Saturday, March 09, 2024

CDC Updates Guidance on COVID+ Infections

I noted in an earlier post that the Center for Disease Control & Prevention (CDC) was considering a significant change to their recommendations for patients who test positive for Covid-19 ("Chicken Soup for COVID?", 2/18/24). Things got busy at work, and I neglected to post a link to the final version of the recommendations, which CDC pushed out on March 1. You can find the press release here and the text of the recommendations here.

The new guidelines fairly drastically reduce the agency's previous quarantine recommendation:

When people get sick with a respiratory virus, the updated guidance recommends that they stay home and away from others. For people with COVID-19 and influenza, treatment is available and can lessen symptoms and lower the risk of severe illness. The recommendations suggest returning to normal activities when, for at least 24 hours, symptoms are improving overall, and if a fever was present, it has been gone without use of a fever-reducing medication.

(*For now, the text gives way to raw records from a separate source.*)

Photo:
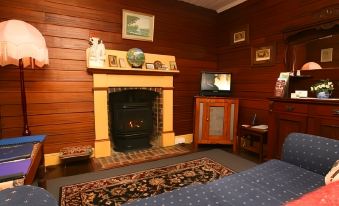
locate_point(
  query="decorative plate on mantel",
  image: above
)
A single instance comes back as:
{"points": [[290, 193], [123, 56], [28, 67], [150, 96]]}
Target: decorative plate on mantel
{"points": [[135, 57]]}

Once people resume normal activities, they are encouraged to take additional prevention strategies for the next 5 days to curb disease spread, such as taking more steps for cleaner air, enhancing hygiene practices, wearing a well-fitting mask, keeping a distance from others, and/or getting tested for respiratory viruses. . . .

For all intents and purposes, the CDC recommends the same steps for dealing with COVID as for influenza. The absence of fever for 24 hours, not a negative COVID test, is the key to ending quarantine and returning to a mostly normal life. "Normal" in this case includes limiting close contact with others, wearing well-fitted masks, improving indoor air quality, and practicing good hygiene.

Sunday, February 18, 2024

Chicken Soup for COVID-19?

Earlier this week, NBC reported that the CDC is considering a substantial change to its isolation guidelines for individuals who are COVID+. Under the proposal, individuals with COVID would be allowed to re-enter society 24 hours after they are fever-free without medications. In essence, according to the report, CDC's recommendation would be to treat COVID like the flu.

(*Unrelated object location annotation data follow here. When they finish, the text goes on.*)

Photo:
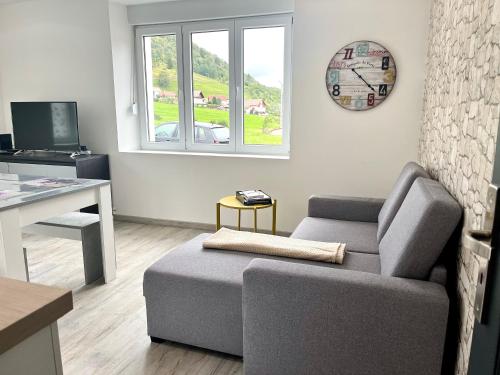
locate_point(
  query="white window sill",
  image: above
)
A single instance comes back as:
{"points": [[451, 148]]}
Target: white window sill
{"points": [[213, 154]]}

Soon after the NBC story broke, an anonymous official at DHHS emphasized there is no change yet, meaning their 5-day isolation/10-day masking guideline is still in effect, at least until it isn't, pointing out that "discussions are at an early stage and no definitive decisions have been made."

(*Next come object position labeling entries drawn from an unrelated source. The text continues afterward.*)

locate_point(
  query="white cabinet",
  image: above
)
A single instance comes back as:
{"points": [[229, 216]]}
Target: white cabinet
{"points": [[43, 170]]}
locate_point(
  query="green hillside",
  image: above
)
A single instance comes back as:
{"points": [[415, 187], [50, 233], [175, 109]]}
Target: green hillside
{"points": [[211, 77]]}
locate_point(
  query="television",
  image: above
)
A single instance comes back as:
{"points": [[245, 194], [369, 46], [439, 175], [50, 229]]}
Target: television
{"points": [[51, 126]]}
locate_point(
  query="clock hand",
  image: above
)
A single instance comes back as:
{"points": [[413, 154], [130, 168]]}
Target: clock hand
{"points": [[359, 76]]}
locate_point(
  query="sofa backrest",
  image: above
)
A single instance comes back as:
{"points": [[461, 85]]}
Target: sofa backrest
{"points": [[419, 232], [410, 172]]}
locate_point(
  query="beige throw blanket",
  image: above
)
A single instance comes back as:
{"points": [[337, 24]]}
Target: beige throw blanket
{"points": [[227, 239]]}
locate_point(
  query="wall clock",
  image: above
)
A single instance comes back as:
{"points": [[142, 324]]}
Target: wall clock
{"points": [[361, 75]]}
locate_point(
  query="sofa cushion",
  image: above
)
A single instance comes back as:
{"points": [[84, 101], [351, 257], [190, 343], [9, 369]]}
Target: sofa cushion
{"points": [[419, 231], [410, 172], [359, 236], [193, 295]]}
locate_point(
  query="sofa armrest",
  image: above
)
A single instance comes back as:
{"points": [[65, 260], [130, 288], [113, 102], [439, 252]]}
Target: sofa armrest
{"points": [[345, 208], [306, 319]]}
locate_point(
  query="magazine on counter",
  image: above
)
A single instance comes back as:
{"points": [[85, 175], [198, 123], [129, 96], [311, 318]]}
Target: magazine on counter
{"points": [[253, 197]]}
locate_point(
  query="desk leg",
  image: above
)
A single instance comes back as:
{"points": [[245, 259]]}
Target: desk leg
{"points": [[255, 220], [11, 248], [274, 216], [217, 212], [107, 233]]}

Outside the Washington Beltway, support for the change seems to be building:
Dr. William Schaffner, an infectious diseases expert at Vanderbilt University Medical Center in Nashville, Tennessee, said he and his colleagues have privately encouraged the CDC to drop the five-day isolation period, in part because there’s little evidence it’s stopping the spread of Covid. 

The “rigorous recommendations that are currently in place do not reflect common practice,” Schaffner said. “It’s difficult to demonstrate that strict isolation has had a notable impact on transmission.” 

California and Oregon have already broken with the CDC, suggesting that people don't need to stay home if they've been fever-free for 24 hours without medication.

“With each day, the risk of communicability diminishes,” Schaffner said. “Public health recommendations have to be practical.” That is, people may stay home for a few days if they have a fever and feel achy and fatigued. After that, it’s back to business as usual.

Dr. David Margolius, the public health director for the city of Cleveland, said he was also in favor of easing isolation restrictions.

“For a couple years, people really associated public health with the elimination of Covid,” Margolius said. But “public health is about increasing life expectancy for our residents. It’s about improving quality of life. And that is more than just controlling one virus.”

Covid is still contagious, said Dr. Abraar Karan, an infectious disease physician at Stanford Medicine. “What the CDC and health departments are trying to say is that we need to have policies that people are going to actually follow,” Karan said.

As of this month, emergency room visits, hospitalizations and deaths from Covid are down, according to the latest CDC data.